Hybrid Search: Combining Dense + Sparse
Hybrid search combines dense (semantic) and sparse (keyword) retrieval to get the best of both worlds.
This is the solution to the Order #1766 problem and the most effective retrieval strategy.
The Hybrid Pipeline
User Query: "Order #1766"
├──────────────────────┬──────────────────────┐
↓ ↓ ↓
[Embed Query] [Tokenize Query] [Extract Filters]
↓ ↓ ↓
[Dense Search] [BM25 Search] [Metadata Filter]
↓ ↓ ↓
Dense Results: Sparse Results: Filtered Results:
├─ Order #1766: 0.98 ├─ Order #1766: 10.2 └─ Only ID="1766"
├─ Order #1767: 0.96 ├─ Order #1767: 2.1
└─ Order #1765: 0.95 └─ Order #1765: 1.9
│ │ │
└──────────────────────┴──────────────────────┘
↓
[Combine & Rank]
↓
1. Order #1766: 0.98 + 10.2 = 11.18 ✅
2. Order #1767: 0.96 + 2.1 = 3.06
3. Order #1765: 0.95 + 1.9 = 2.85
Why Hybrid Works
| Problem | Dense Solution | Sparse Solution | Hybrid Solution |
|---|---|---|---|
| "Order #1766" → returns #1767? | ❌ Yes (similar) | ✅ No (exact match) | ✅ Perfect |
| "What's my order status?" → finds right docs? | ✅ Yes | ❌ No (no keyword) | ✅ Perfect |
| Combines both strengths | N/A | N/A | ✅ Yes |
Combining Scores: Three Approaches
Approach 1: Simple Addition
hybrid_score = dense_score + sparse_score
Normalized:
hybrid_score = (dense_score - min) / (max - min) + (sparse_score - min) / (max - min)

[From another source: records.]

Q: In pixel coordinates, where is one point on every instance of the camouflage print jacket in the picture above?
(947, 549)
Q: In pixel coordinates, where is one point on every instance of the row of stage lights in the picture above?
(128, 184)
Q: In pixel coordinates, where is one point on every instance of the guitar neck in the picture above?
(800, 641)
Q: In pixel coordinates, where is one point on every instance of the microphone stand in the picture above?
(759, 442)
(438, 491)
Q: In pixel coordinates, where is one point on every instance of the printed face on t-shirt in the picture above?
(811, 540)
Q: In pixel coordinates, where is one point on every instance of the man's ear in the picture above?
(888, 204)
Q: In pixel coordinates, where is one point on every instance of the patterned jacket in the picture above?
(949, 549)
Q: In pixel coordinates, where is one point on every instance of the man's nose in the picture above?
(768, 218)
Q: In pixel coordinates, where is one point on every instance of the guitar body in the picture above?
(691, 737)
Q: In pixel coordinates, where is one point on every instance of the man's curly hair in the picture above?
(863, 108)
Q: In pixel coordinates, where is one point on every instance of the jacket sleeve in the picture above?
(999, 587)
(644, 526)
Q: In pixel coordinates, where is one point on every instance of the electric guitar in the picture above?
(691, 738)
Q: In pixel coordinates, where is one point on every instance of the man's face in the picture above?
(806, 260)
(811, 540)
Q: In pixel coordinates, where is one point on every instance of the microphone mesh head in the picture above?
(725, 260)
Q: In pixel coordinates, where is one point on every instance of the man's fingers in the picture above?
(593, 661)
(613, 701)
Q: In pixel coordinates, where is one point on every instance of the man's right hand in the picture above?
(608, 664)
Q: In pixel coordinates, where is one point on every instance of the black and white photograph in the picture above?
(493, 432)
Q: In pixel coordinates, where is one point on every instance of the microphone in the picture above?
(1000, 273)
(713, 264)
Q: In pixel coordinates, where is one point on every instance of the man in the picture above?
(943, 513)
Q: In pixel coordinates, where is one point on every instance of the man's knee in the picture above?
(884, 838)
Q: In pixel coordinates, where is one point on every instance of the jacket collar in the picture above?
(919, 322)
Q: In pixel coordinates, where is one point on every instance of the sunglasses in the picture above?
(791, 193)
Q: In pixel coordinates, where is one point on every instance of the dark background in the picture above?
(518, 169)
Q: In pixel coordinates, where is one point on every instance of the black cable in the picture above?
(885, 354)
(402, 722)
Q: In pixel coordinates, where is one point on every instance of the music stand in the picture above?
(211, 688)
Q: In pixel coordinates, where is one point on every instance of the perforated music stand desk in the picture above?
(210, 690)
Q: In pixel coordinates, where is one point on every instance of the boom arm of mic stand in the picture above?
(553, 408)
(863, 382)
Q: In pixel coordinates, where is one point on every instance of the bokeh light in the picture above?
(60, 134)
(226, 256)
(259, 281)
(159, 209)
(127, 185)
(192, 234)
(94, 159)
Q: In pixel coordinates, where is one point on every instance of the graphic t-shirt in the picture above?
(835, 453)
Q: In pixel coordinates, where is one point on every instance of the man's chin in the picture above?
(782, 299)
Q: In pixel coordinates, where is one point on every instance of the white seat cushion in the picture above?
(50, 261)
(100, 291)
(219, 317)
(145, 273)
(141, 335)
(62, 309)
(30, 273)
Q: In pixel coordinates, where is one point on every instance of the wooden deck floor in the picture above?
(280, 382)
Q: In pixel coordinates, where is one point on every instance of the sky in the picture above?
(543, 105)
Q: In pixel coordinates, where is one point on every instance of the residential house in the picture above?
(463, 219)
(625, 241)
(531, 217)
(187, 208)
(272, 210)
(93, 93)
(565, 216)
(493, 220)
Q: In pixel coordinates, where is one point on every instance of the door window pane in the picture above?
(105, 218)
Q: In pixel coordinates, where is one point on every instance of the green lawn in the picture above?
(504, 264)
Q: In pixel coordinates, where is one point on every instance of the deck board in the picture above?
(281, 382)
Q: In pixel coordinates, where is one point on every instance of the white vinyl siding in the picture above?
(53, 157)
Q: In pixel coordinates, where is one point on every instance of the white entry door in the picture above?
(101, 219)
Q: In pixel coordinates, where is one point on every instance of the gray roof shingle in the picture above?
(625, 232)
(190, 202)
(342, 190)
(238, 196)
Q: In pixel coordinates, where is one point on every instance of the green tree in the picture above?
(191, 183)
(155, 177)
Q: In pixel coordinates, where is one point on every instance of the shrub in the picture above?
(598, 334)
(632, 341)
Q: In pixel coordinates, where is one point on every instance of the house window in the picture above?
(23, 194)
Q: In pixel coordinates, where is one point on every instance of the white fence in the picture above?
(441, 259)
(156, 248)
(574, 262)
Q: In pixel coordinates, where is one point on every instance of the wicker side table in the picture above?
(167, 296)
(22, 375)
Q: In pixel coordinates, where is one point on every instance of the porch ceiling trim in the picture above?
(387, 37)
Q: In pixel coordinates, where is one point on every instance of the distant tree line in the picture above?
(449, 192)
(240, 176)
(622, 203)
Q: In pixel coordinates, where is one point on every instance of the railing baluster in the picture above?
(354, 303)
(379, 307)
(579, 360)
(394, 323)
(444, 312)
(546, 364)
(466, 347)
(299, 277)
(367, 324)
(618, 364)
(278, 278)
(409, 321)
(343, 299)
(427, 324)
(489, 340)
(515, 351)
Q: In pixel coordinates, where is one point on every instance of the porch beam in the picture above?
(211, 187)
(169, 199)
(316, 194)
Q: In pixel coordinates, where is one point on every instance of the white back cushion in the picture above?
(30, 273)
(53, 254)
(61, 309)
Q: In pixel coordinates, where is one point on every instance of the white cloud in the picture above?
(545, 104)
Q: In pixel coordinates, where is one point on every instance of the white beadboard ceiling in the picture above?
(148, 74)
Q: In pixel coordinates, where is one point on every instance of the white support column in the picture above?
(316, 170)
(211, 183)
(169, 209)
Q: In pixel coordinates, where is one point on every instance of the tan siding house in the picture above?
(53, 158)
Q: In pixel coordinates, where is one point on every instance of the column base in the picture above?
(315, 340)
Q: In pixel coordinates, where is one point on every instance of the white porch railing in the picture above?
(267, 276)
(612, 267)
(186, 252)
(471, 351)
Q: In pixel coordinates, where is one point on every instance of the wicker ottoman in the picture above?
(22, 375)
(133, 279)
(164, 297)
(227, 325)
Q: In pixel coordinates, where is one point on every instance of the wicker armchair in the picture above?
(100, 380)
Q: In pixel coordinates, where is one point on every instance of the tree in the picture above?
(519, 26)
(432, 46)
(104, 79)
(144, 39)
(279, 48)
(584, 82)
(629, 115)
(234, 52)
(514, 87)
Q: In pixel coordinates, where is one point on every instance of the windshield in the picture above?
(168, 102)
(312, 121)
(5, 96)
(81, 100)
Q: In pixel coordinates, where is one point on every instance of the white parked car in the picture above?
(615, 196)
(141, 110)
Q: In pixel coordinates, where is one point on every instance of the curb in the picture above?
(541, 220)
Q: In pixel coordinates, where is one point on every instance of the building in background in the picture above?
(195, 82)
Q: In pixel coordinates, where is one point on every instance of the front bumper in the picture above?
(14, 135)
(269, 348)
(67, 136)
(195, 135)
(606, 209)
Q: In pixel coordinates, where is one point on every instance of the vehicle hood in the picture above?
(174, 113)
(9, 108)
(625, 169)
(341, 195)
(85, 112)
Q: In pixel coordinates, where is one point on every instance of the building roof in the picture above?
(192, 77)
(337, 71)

Pros: Simple, equal weighting
Cons: Scores have different ranges (need normalization)
def hybrid_simple(dense_scores, sparse_scores):
# Normalize to [0, 1]
dense_norm = (dense_scores - dense_scores.min()) / (dense_scores.max() - dense_scores.min())
sparse_norm = (sparse_scores - sparse_scores.min()) / (sparse_scores.max() - sparse_scores.min())
# Combine
hybrid = dense_norm + sparse_norm
return hybrid
# Example
dense = np.array([0.98, 0.96, 0.95])
sparse = np.array([10.2, 2.1, 1.9])
hybrid = hybrid_simple(dense, sparse)
# Result: [1.98, 1.08, 1.00]
Approach 2: Weighted Sum
hybrid_score = w_dense * dense_score + w_sparse * sparse_score
where w_dense + w_sparse = 1, typically 0.5 each
Pros: Tunable weights
Cons: Need to find right weights (experiment)
View weighted combination code
def hybrid_weighted(dense_scores, sparse_scores, w_dense=0.5, w_sparse=0.5):
# Normalize
dense_norm = (dense_scores - dense_scores.min()) / (dense_scores.max() - dense_scores.min())
sparse_norm = (sparse_scores - sparse_scores.min()) / (sparse_scores.max() - sparse_scores.min())
# Weighted combination
hybrid = w_dense * dense_norm + w_sparse * sparse_norm
return hybrid
# Try different weights
for w_dense in [0.3, 0.5, 0.7]:
w_sparse = 1 - w_dense
score = hybrid_weighted(dense, sparse, w_dense, w_sparse)
print(f"Weights ({w_dense}, {w_sparse}): {score}")
Approach 3: Reciprocal Rank Fusion (RRF)
Combine rankings, not raw scores:
Pros: Combines rankings directly (no normalization needed)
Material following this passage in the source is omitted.